A surprise witness was identified in Superior Court on Tuesday in the case of the Los Angeles Police Commission president who filed a temporary restraining order against a prominent member of Black Lives Matter L.A. The witness is fellow L.A. police commissioner Cynthia McClain-Hill, who will offer a rebuttal at a later date to key allegations made in the complaint filed by her colleague, board president Matt M. Johnson.
Johnson filed the request for a temporary restraining order in December against Trevor Gerard, a Black Lives Matter member identified in court filings by his given name of Trevor Ferguson. In the complaint, Johnson accuses Gerard of stalking him at his home in Sherman Oaks and at the entertainment law firm where he works in Century City. Johnson states in the complaint that he feared for his life and the safety of his family.
Gerard, 35, denies the allegations and says that the statements and actions attributed to him in the complaint fail to mention they were part of group protests outside Johnson's home and inside his place of work.
According to to Nana Gyamfi, the attorney representing Gerard in court, McClain-Hill will testify about another allegation made in the complaint: that Gerard mouthed violent threats to Johnson from the audience at board meetings and made threatening statements, including “a gratuitous reference” to Johnson’s children.
Gyamfi told L.A. Superior Court Judge Carol Boas Goodson at the Tuesday hearing that McClain-Hill “will testify that Mr. Ferguson has not mouthed threats, that she has not seen Mr. Ferguson mouth threats to Mr. Johnson or make any threats verbally or audibly,”
Judge Boas Goodson asked if McClain-Hill, as a witness, was in a position to see any such threats.
“Yes, she was at the same dais to see that. It would be like someone sitting next to you up there,” Gyamfi said.
McClain-Hill did not respond to requests for comment.
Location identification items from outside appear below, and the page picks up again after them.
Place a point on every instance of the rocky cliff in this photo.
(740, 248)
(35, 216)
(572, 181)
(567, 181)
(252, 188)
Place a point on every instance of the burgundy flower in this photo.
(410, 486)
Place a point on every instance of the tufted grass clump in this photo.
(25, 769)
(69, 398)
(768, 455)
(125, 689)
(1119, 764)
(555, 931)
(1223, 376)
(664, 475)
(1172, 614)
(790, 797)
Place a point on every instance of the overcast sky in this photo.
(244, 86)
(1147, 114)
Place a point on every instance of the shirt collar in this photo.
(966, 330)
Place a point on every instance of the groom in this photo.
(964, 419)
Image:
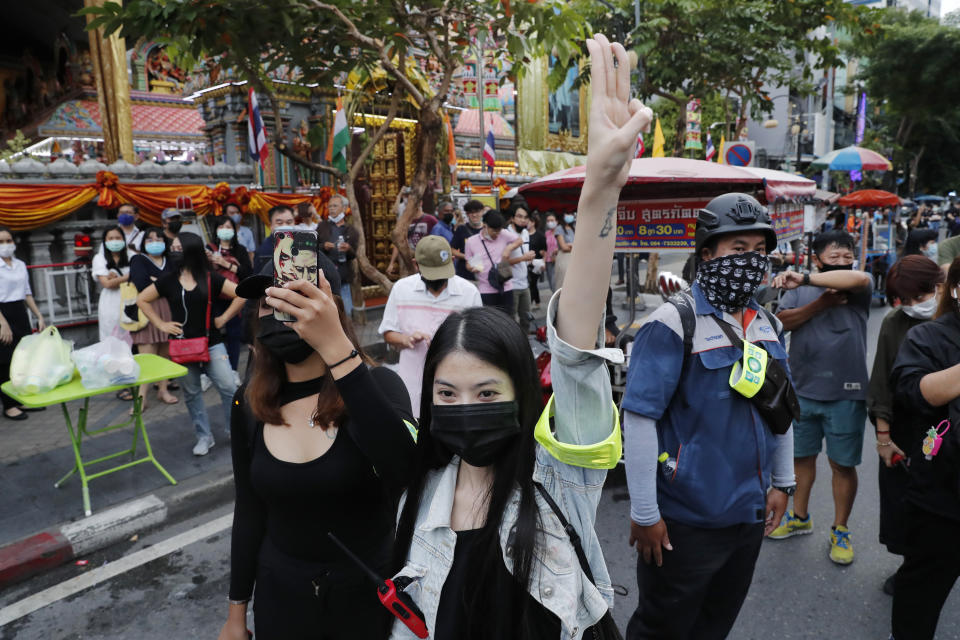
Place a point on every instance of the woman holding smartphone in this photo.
(186, 290)
(485, 553)
(320, 444)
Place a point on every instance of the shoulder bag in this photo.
(499, 272)
(605, 628)
(186, 350)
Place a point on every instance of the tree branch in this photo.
(375, 45)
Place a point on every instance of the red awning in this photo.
(649, 178)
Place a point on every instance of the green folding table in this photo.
(153, 368)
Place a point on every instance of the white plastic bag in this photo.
(41, 362)
(106, 364)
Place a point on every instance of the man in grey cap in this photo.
(418, 305)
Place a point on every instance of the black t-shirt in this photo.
(194, 317)
(458, 590)
(460, 235)
(351, 490)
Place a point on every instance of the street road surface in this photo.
(181, 594)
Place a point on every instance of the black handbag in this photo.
(776, 402)
(497, 276)
(605, 628)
Johnson, who was present at the hearing on Tuesday, left the courtroom immediately after it concluded and did not take questions.
Frank T. Mateljan III, deputy communications director for the L.A. City Attorney's Office, which is representing Johnson in the complaint, told L.A. Weekly in an email that Hugo S. Rossitter, the deputy city attorney on the case, was not informed until the hearing that McClain-Hill had been subpoenaed to testify. Mateljan said the unexpected development was a factor in Rossitter's request for continuance. All the protective provisions of the temporary restraining order remain in effect, he said.
McClain-Hill is one of two black police commissioners on the five-person civilian oversight board; Johnson is the other. Both were appointed by Mayor Eric Garcetti — Johnson as the board president in 2015, McClain-Hill as commissioner last year. The Police Commission is charged with overseeing the LAPD, setting policy and determining whether police use of force was justified.
Gerard frequently attended commission meetings and spoke during the public comment time, often addressing Johnson directly, even abrasively. Johnson ordered Gerard removed from a Police Commission meeting in October.
McClain-Hill has drawn the ire of the L.A. Police Protective League, the union representing police officers. The LAPPL criticized McClain-Hill in an open letter to Mayor Garcetti and City Council president Herb Wesson in October, stating the police commissioner was not “an objective member of the Commission focused on improving the L.A. Police Department.”
The police union letter refers to McClain-Hill's meeting with the public in the aftermath of a raucous Police Commission meeting on Oct. 4. Johnson had publicly adjourned the meeting, citing repeated disruptions by members of the audience. “Rather than joining her fellow Commissioners after the public adjournment,” the letter states, “Ms. McClain-Hill stayed with the group responsible for shutting down the public meeting and encouraged their anti-democratic behavior.”
The Times described McClain-Hill's interaction with the public as follows:
McClain-Hill said that the audience needs to trust that the commission is making an effort to increase transparency. The LAPD, she said, has lost the trust of the community.
A month before that meeting, in September, McClain-Hill issued a directive to the LAPD, backed by a unanimous vote of the commissioners, for a deep analysis of how the department handles complaints that allege racial profiling.
The provisions of Johnson's temporary restraining order calls for Gerard to stay at least 100 yards away from Johnson, Johnson’s wife and children, and his home and the law firm where he works. Additionally, it requires Gerard to stay at least five yards away from Johnson during public meetings, though it specifies he may still address the Board of Police Commissioners during the public comment time.
Gyamfi, Gerard's lawyer, said after the Tuesday hearing that the restraining order was part of an effort to intimidate members of Black Lives Matter L.A. and “to bully Trevor into not embarrassing and angering Matt Johnson.”
The next hearing will take place at L.A. Superior Court on March 1.